I mean, its like a total relapse, but I think its from stress right now more than anything else.

Looks like I'm going for surgery or RAIA as as I can since the meds are out of the equation....


----------



## Lovlkn

There have been others who have had similar reactions in the beginning. Sometimes a course of antihistamines works to get used to the meds.

PTU is another anti thyroid med they may try with you.

Start another thread titled methamazol and hives and people with hive reactions will share their experiences.

The doctors are going to want to have your thyroid levels lower before surgery or RAI.


----------



## JPGreco

Will do, but the one problem I see with that is that there is a good chance I can be allergic to PTU as well. I'm taking to Andros' advice and just want this thing ripped out.

I mean, to be honest, it is very possible that its not the methimazole, but rather the methimazole creates some sort of sensitivity in my skin. This is not my first rash, just the worse and I slept on a new bedsheet last night. God I feel so weird between the stress and lack of medication.

Will start a new thread.


----------



## JPGreco

Ugh, not even two full days off my meds and my throat feels so full. Not like an allergic reaction swelling, but just full. Basically how it felt before I started the meds. Its like I'm starting all over again. Tremors are starting again too. This sucks.


----------



## JPGreco

My doc is suggesting RAI Ablation because of the reaction I'm having to the medication. I guess I'm going nuclear due to costs.


----------



## JPGreco

Is it possible to not completely destroy the thyroid with this procedure? Sort of like a parathyroidectomy?


----------



## JPGreco

RAI Uptake is schedule for thurs/friday.


----------



## Andros

JPGreco said:


> Is it possible to not completely destroy the thyroid with this procedure? Sort of like a parathyroidectomy?
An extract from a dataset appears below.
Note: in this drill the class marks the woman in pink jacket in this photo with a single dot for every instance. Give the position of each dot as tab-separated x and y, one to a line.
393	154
It is possible; especially in advanced cases of hyper. I had to have RAI 3 times.

But once again, that was a long time ago. I think they will give you a sufficient zapping to wipe it out.

Let us know when you have it set up.


----------



## JPGreco

Honestly, I would be happy to not completely nuke my thyroid. I'm sure my entire life I've been to the high range of "normal" if not slightly hyper. If I were to nuke into that I would play the wait and see game to see if I started drifting back into the danger zone quickly or slowly. If slowly, I would do it every few years if need be depending on costs. Maybe combine that with some homeopathic ways to reduce thyroid function and I could find a happy place.

Might be wishful thinking or maybe I should start my own research and clinical trial on myself... lol


----------



## Lovlkn

Wishful thinking with your high antibodies.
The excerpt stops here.